12235 – Make <xmp> conforming

This is an archived snapshot of W3C's public bugzilla bug tracker, decommissioned in April 2019. Please see the home page for more details.

Bug 12235 - Make <xmp> conforming

Summary: Make <xmp> conforming

Status:	RESOLVED WONTFIX

Alias:	None

Product:	HTML WG
Classification:	Unclassified
Component:	LC1 HTML5 spec (show other bugs)
Version:	unspecified
Hardware:	All All

Importance:	P2 enhancement
Target Milestone:	---
Assignee:	Edward O'Connor
QA Contact:	HTML WG Bugzilla archive list

URL:
Whiteboard:
Keywords:

Depends on:
Blocks:

Reported:	2011-03-04 02:46 UTC by Aryeh Gregor
Modified:	2013-11-21 18:31 UTC (History)
CC List:	14 users (show)

See Also:

Attachments

Description Aryeh Gregor 2011-03-04 02:46:18 UTC

The HTML parser supports <xmp> to suppress parsing of content.  This would be really useful when writing up sample HTML markup by hand, like in specs.  I hate having to write &lt;b>Foo&lt;/b> and so on, I always do it really slowly and make mistakes.  <xmp> should be added as having identical semantics to <pre>, but with special parsing behavior.  Obviously, it wouldn't work the same in XML, just like <script> and so on.

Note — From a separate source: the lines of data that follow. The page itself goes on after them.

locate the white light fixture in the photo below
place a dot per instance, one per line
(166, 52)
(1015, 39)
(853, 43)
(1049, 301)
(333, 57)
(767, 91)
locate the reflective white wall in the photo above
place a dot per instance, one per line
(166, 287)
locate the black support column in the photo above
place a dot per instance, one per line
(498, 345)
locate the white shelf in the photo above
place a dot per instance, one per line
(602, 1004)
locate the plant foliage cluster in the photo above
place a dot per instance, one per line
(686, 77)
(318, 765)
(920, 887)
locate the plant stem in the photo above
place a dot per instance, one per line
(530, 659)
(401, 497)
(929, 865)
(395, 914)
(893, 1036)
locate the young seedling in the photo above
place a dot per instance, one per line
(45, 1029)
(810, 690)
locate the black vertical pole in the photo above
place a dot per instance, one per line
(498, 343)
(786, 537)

The obvious issue with <xmp> is authors might use it to automatically wrap user input, which stops inadvertent XSS but won't protect against a malicious attack.  But it's a pretty obscure element, and I don't expect making it valid will make it so much more popular that authors will create many extra XSS vulnerabilities because of it.

Comment 1 Anne 2011-03-04 07:34:01 UTC

Another drawback is that this will make HTML harder to learn. There is no other phrasing element that has this "benefit".

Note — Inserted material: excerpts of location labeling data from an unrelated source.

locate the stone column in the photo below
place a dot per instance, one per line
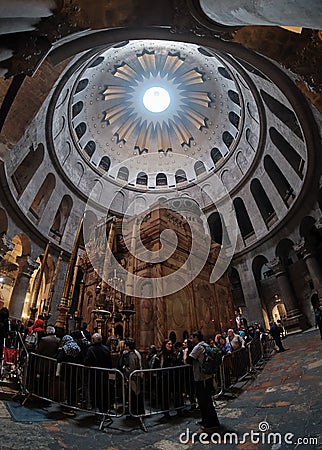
(26, 268)
(295, 320)
(312, 264)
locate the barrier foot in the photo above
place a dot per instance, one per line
(106, 420)
(26, 399)
(142, 424)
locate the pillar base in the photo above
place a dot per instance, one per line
(295, 324)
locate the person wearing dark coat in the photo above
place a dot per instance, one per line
(4, 328)
(98, 355)
(48, 347)
(276, 335)
(70, 374)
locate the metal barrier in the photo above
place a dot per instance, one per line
(94, 389)
(147, 392)
(14, 362)
(155, 391)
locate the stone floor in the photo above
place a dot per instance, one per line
(280, 409)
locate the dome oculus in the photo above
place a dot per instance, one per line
(156, 99)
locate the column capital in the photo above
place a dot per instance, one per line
(303, 248)
(276, 266)
(27, 265)
(6, 245)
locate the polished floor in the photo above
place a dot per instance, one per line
(281, 408)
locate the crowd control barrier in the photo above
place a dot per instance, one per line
(94, 389)
(108, 394)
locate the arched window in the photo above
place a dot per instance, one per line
(97, 61)
(180, 176)
(77, 108)
(234, 97)
(227, 138)
(27, 168)
(123, 174)
(234, 119)
(244, 223)
(161, 179)
(281, 111)
(199, 168)
(280, 182)
(216, 155)
(90, 148)
(43, 195)
(289, 152)
(61, 217)
(262, 201)
(81, 85)
(215, 227)
(142, 179)
(105, 163)
(224, 73)
(80, 129)
(236, 288)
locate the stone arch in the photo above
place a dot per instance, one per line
(61, 217)
(27, 168)
(285, 252)
(3, 221)
(43, 195)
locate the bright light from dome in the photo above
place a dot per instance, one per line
(156, 99)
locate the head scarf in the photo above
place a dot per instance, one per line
(37, 327)
(218, 336)
(70, 347)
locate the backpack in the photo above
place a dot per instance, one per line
(212, 360)
(31, 340)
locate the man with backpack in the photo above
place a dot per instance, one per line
(203, 385)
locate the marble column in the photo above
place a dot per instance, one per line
(5, 246)
(312, 264)
(26, 268)
(295, 320)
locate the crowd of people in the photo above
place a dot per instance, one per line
(82, 348)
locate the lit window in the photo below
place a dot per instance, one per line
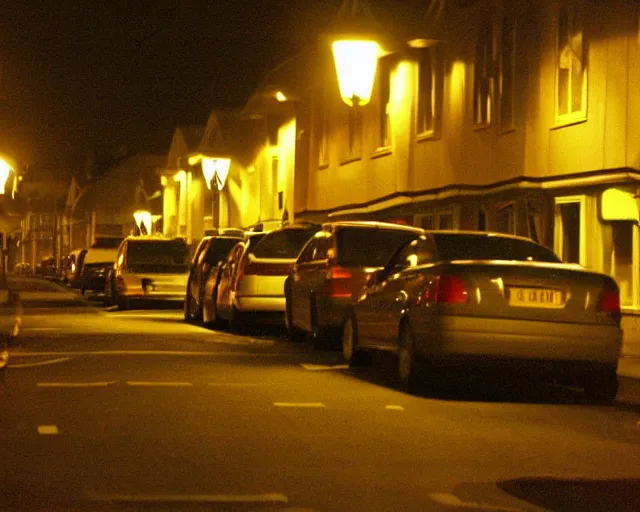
(430, 78)
(384, 93)
(507, 73)
(505, 220)
(571, 70)
(483, 75)
(321, 128)
(569, 229)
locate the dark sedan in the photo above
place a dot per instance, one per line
(475, 298)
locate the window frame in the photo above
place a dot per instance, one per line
(572, 117)
(558, 239)
(436, 92)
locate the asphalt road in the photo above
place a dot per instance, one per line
(140, 411)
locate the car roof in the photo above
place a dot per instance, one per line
(496, 234)
(370, 224)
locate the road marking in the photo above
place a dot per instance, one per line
(75, 384)
(319, 367)
(452, 500)
(139, 353)
(300, 404)
(42, 363)
(48, 430)
(235, 384)
(192, 498)
(159, 384)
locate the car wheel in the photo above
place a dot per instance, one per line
(405, 370)
(294, 334)
(235, 322)
(350, 350)
(602, 388)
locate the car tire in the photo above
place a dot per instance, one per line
(294, 334)
(405, 367)
(350, 351)
(602, 388)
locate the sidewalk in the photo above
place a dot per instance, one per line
(629, 367)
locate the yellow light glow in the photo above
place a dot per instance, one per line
(216, 168)
(5, 170)
(144, 221)
(356, 63)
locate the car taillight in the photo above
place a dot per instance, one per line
(609, 301)
(449, 289)
(339, 282)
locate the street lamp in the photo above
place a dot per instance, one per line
(143, 221)
(214, 169)
(5, 170)
(355, 51)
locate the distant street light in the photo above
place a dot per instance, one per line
(214, 169)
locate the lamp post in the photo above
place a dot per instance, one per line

Comment 2 Aryeh Gregor 2011-03-04 17:30:32 UTC

Actually, it behaves exactly the same as <script>, which is a phrasing element.  :)  Also the same as <noscript>, <noframes>, and <style>.  And <iframe> and <noembed>.  And <title> is quite similar, although not quite, since entities are parsed.

<xmp> is actually a flow element, by the way, not a phrasing element.  Same as <pre>.

Comment 3 Anne 2011-03-04 18:23:06 UTC

Sorry, I meant there is no normal element that behaves like <xmp>. I.e. an element like <code> or <b> or some such.

Comment 4 Aryeh Gregor 2011-03-04 18:59:10 UTC

If there were, it would hardly be a useful new feature, would it?

Comment 5 Henri Sivonen 2011-03-07 09:41:13 UTC

Seems like a nice convenience people for experts who use text editors and confusion otherwise. Not sure what the right call here is.

Comment 6 Anne 2011-03-07 09:45:06 UTC

Typing &lt; is rather easy and <xmp> does not allow for nested markup so overall it is not that great I think.

Comment 7 Tab Atkins Jr. 2011-03-07 23:45:08 UTC

I've tried writing my spec examples with <xmp> instead of using <pre> and escaping, and it actually makes my examples a lot easier to read and write.

I do still have to use <pre> and escaping when I need to use markup inside the example, but that's fairly rare.  Most of the time I can use <xmp> without any problem and receive a nice readability benefit.

Comment 8 Aryeh Gregor 2011-03-08 00:41:15 UTC

(In reply to comment #6)
> Typing &lt; is rather easy and <xmp> does not allow for nested markup so
> overall it is not that great I think.

But support is already required in all browsers.  Why is it worth prohibiting authors from using a possibly useful tool, even if its utility is somewhat niche?  (In contrast, <plaintext> has practically no realistic use I can think of, so I'm okay with keeping it invalid.)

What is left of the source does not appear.